The definition of an AI system has some elements we want to highlight:

  • It does not include references to systems having to be autonomous, an element that should be understood as a "characteristic of a system that is capable of modifying its intended domain of use or goal without external intervention, control or oversight."
  • It also does not refer to the creation of knowledge, an element defined as "abstracted information about objects, events, concepts or rules, their relationships and properties, organized for goal-oriented systematic use." This definition departs from the general understanding of the meaning of the word, defined by the Merriam-Webster dictionary as "the fact or condition of knowing something with familiarity gained through experience or association"), something that the ISO/IEC 22989 standard addresses by including an explanatory note stating that knowledge in the AI domain does not imply a cognitive capacity or a cognitive act of understanding.
  • The definition of AI given by ISO is close to that provided by John McCarthy, a pioneer in the field, as the "science and engineering of making intelligent machines, especially intelligent computer programs" (see here), emphasizing the technical element of AI, moving away from Lasse Rouhiainen's view of defining AI as "the ability of machines to use algorithms, learn from data and use what they have learned in decision-making as a human would" (2018:17), highlighting the automatic mechanization of processes, and even from Marvin Minsky, another father of current AI, who defined it as "the science of making machines do things that would require intelligence if done by humans" (quoted in Geist and Lohn, 2018:9), where the focus is on achieving "humanly intelligent" results.

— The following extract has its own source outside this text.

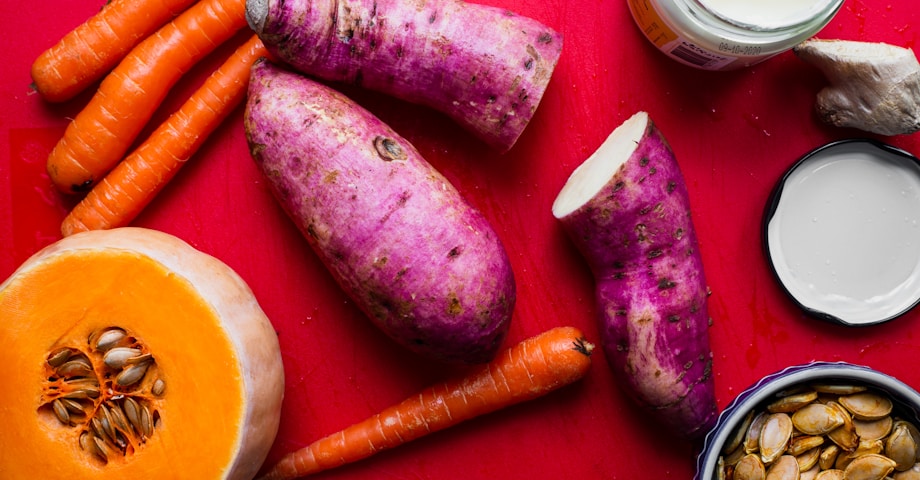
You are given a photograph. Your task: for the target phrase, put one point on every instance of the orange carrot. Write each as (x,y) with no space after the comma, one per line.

These definitions must be taken very seriously. Craig Murphy and Joanne Yates (2009:2) tell us that:

ISO has, in fact, taken on some of the tasks that have proven too difficult for the League of Nations or the UN. These include environmental regulation, where the voluntary ISO standard, ISO 14000, may have had more impact than any of the UN-sponsored agreements of the 1990s, and questions of corporate responsibility for human rights (including core labor rights), where the new ISO 26000 could prove more successful than the UN-sponsored Global Compact.

The mere suggestion by experts that this may be so (I cannot affirm or deny it, although I am inclined to believe it is true) means that we must fully take into account ISO's work when thinking about AI governance, not as an imposition on states, but as elements of weight in a field where the private sector has leadership and states' capacities to impose decisions on large technology companies are limited, whether one likes it or not, due to the very dynamics that states have imprinted on the current world order.

 

Note

[*] The "ISO/IEC" reference (which we also see in the 27001 standard on information security from 2005) means that it is a joint development of ISO and the International Electrotechnical Commission.

 

References

Murphy C. y Yates J. (2009). The International Organization for Standarization. Global Governance through Voluntary Consensus. Routledge.

Rouhiainen, L. (2018). Inteligencia artificial 101 cosas que debes saber hoy sobre nuestro futuro. Planeta.

Geist, E. y Lohn, A. (2018). How Might Artificial Intelligence Affect the Risk of Nuclear War? RAND Corporation.